Salkantay Trek Packing List

By Owen Ter | My Turn to Travel

Salkantay differs slightly to the Inca and Lares because the hike can last from three to five days and optional activities are offered along the way such as zip-lining, horseback riding and hot spring dips! The highest point is 4600m above sea level. Owen from My Turn to Travel went for the long haul and hiked for five days and four nights. Here’s his Machu Picchu hike packing list.

Bags

  • 1 day pack for essentials
  • 1 day pack/duffel bag carried by mules (depending on your agency, it might be provided and maximum weight is 5-7kg)

Clothes and gear

  • Towel (showers are available on the final day hotel at the Agua Calientes)
  • Bathing suit for Santa Teresa hot spring

Hiking t-shirts split into followings:

  • 1 or 2 t-shirts for high altitude trek (cold)
  • 1 for humid weather (cloud forest hike)
  • 1 for a hot (trek from Santa Teresa to Agua Calientes)
  • 1 for Machu Picchu outfit (photo opp!)

Hiking pants long and short for different climate at different sections of the trek

  • Wear long pants if doing ziplining. There are TONS of blood-sucking insects

Necessities

  • Underwear for 5 days trekking
  • Thermals (USA / UK) for first night campsite at >3900m and second-night campsite 2900m
  • Fleece jacket
  • Rain jacket
  • Insulated jacket (recommended to wear layers as internal heat generated keeps trekkers warm)
  • Gloves (it can get very cold at campsite and Salkantay pass)
  • Cap/hat
  • Beanie for cold weather
  • Sleeping bag/pad -10 degrees C (Available to rent from company)
  • Refillable water bottle (min 1L)
  • Trekking poles (optional, can hire from company)
  • Small locks for the duffel bag on the mules
  • Waterproof ziplock bags

Trekking shoes

  • Trekking shoes
  • Sandals
  • Socks for five days (two days cold, three days warmer) + extra socks in case of rain

Toiletries and medicine

  • First aid kit
  • Hangover remedy US / UK is recommended – cheap drinks at Santa Teresa’s campfire)
  • Insect repellent and itch cure
  • Wet wipes and hand sanitiser
  • Toilet Paper
  • Sunscreen
  • Sunglasses
  • Headlamp
  • Passport for Machu Picchu
  • Camera
  • Charging cables for phones and camera (charge at Agua Calientes hotel)
  • Snacks

Money for

  • Fruits/additional food and drinks
  • Beer and drinks available at various campsites
  • Bus to hot spring (15 soles)
  • Hot spring entrance fee (10 soles)
  • Ziplining (100 soles)
  • Photos for ziplining
  • Exploring Aguas Calientes (food, drinks, souvenirs)

Do remember

  • Payment receipt – Important!
  • Train ticket/receipt if included
  • Huayna Picchu/Machu Picchu Mountain ticket if included
  • Passport!

Lastly, prop for Machu Picchu money shot… Check out Owen’s guide to the Salkantay Trek.
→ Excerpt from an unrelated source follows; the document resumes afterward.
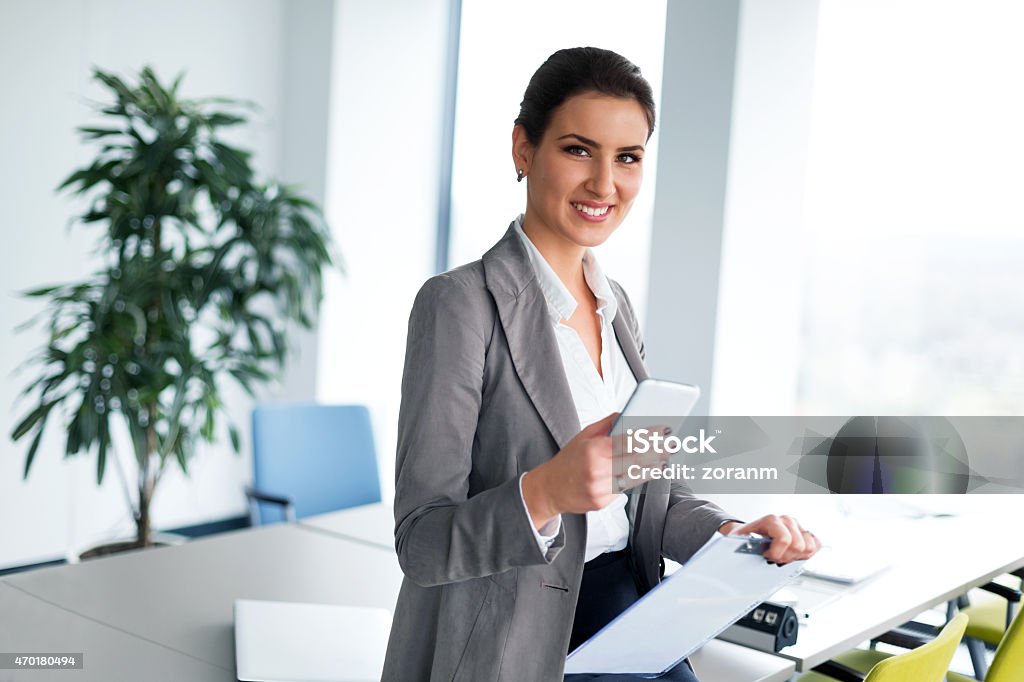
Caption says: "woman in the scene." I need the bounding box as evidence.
[384,47,818,682]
Salkantay Trek packing list

Inca Jungle Trek packing list

By Patrick Muntzinger | German Backpacker

The Inca Jungle Trek is a great way to reach Machu Picchu since it’s a nice mix of trekking and fun activities such as zip-lining, mountain biking and rafting. Your accommodation will be guest houses (no camping equipment needed) and your guide will also take care of all your meals.
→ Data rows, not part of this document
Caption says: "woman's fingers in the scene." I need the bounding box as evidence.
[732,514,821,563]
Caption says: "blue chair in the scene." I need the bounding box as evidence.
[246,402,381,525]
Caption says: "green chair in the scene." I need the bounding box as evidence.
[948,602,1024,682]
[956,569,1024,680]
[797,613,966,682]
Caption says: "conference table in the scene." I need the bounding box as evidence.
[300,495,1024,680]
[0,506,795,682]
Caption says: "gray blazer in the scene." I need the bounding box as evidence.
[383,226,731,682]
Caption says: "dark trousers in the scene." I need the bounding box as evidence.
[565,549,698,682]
An important note: don’t book the trek online in advance – you’ll pay most likely four times as much as people who book the trek directly in Cusco.

There’s always enough availability (even in high season), so walk around Cusco, compare different offers and make sure to get a good deal – 150$ for the four days, including all accommodation, activities, meals and entrance to Machu Picchu is a fair price.

After this is sorted, it’s time to pack your bag! Here’s the ultimate packing list for the Machu Picchu Jungle Trek

Clothes and gear

  • 1 x pair of long pants (especially in winter, it cools down in the night)
  • 2 x pair of shorts (good for hiking)
  • 1 x swimming trunks (you’ll go rafting)
  • 4 x t-shirts
  • 1 x sweater (for these cool evenings)
  • 1 x rain jacket (especially in the rainy season!)
  • 4 x underwear and socks
  • Hiking shoes (comfortable for a lot of walking)
  • Flipflops (for the guesthouses and rafting)
  • Passport and documents
  • Sunglasses
  • Headlamp or torch (you’ll start climbing up to Machu Picchu when it’s still dark)
  • Powerbank
  • Chargers and adapter
  • Camera and phone
  • Candy and snacks

Toiletries and medicine

  • Toiletries
  • Toilet paper (always good to have in South America)
  • Travel towel
  • Mosquito spray
  • Sunscreen

Generally, it’s recommended and possible to pack very lightly for the Inca Jungle Trek. Since you’ll have a guide with you, everything is basically organised. Make sure to take only a small daypack which is comfortable to carry on your back (remember there is biking), and you’ll be fine!

What to wear to Machu Picchu

It is likely that you will visit Machu Picchu early in the morning to miss the crowds so you will need a warm layer until the clouds lift. Thereafter, your outfit will really be weather dependent so pack a raincoat in your day bag and be conservative with your dress code.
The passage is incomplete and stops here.